Version: Next

Data Ingestion

Data can be ingested into the Spice runtime using the following methods:

Acceleration Refresh Modes – Pull data from a source connector into a local accelerator using one of the standard refresh modes (full, append, changes, snapshot, caching). This is the most common ingestion path for keeping a local accelerator in sync with an upstream system.
SQL Statements – Write data directly to write-capable connectors using standard SQL INSERT (and, where supported, UPDATE/DELETE) syntax.
OpenTelemetry (OTEL) Ingestion – Stream OTEL metrics for real-time processing and acceleration.

Data ingestion is useful for scenarios such as keeping a local accelerator continuously in sync with an upstream database, collecting metrics from edge devices, writing application events for later analysis, or populating datasets from external sources.

Ingestion via Acceleration Refresh Modes

When a dataset is configured with acceleration.enabled: true, Spice ingests rows from the source connector into a local engine (Arrow, DuckDB, SQLite, PostgreSQL, or Cayenne).
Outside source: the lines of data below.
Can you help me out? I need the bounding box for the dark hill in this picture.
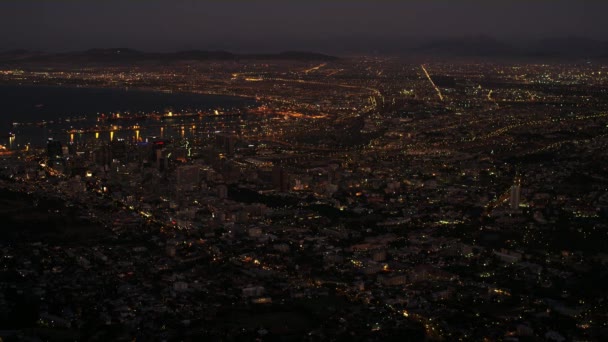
[0,48,339,65]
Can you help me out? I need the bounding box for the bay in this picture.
[0,84,256,147]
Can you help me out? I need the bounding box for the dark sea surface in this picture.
[0,84,256,147]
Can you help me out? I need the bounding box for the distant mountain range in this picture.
[414,35,513,57]
[0,48,340,64]
[2,36,608,63]
[409,36,608,59]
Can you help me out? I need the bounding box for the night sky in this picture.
[1,0,607,53]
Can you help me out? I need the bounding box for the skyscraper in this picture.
[272,165,289,192]
[47,139,62,159]
[215,134,236,156]
[510,180,521,210]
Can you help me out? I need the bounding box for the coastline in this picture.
[0,80,258,102]
[0,82,259,146]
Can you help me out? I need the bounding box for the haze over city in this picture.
[2,0,608,53]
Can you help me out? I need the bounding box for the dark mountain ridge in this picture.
[2,36,608,63]
[0,48,340,64]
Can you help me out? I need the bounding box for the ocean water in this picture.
[0,85,256,147]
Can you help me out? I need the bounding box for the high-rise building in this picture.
[510,180,521,210]
[47,139,62,159]
[94,145,112,167]
[272,165,289,192]
[156,149,169,172]
[110,140,127,162]
[215,134,236,156]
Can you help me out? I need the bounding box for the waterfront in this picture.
[0,85,257,148]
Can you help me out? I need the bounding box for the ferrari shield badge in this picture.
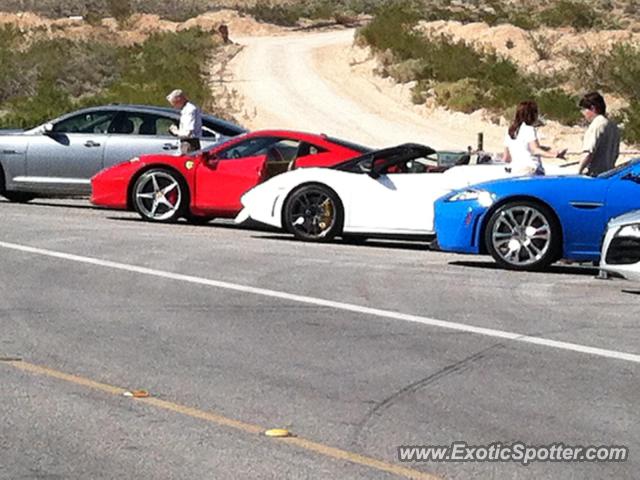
[185,160,195,170]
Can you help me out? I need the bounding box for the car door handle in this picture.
[163,143,179,150]
[569,201,603,209]
[84,140,101,147]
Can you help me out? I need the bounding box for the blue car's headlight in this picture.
[447,189,495,207]
[616,224,640,238]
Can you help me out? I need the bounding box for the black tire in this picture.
[484,200,560,271]
[131,168,187,223]
[2,191,36,203]
[185,214,215,225]
[342,235,368,245]
[283,184,343,242]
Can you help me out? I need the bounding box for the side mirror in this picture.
[42,123,54,134]
[358,158,380,179]
[368,168,381,179]
[204,152,219,168]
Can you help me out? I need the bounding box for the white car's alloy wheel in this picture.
[285,185,342,242]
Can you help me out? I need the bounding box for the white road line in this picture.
[1,240,639,365]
The refresh_mode controls how that ingestion happens.

Refresh Mode	What it ingests	Typical source
`full`	Replaces the accelerator's contents with a fresh read of the source on every refresh.	Slowly-changing reference tables; small lookup datasets.
`append`	Inserts only rows newer than the highest seen `time_column` value on each refresh.	Time-series, event/log data, append-only tables.
`changes`	Streams row-level inserts, updates, and deletes from a source CDC feed (PostgreSQL logical replication, DynamoDB Streams, MongoDB Change Streams, Debezium, Kafka, etc.).	Operational databases where you need near real-time mirror of the source.
`snapshot`	Loads exclusively from an external snapshot store; no source reads.	Read-only replicas bootstrapped from a centralized snapshot, e.g. for fan-out reader fleets.
`caching`	Read-through caches per-request HTTP/HTTPS responses with a TTL.	API search results or other request-keyed content fetched lazily.

For cross-cutting refresh behavior — refresh intervals, on-demand refresh, retries, retention, and zero-results handling — see Data Refresh.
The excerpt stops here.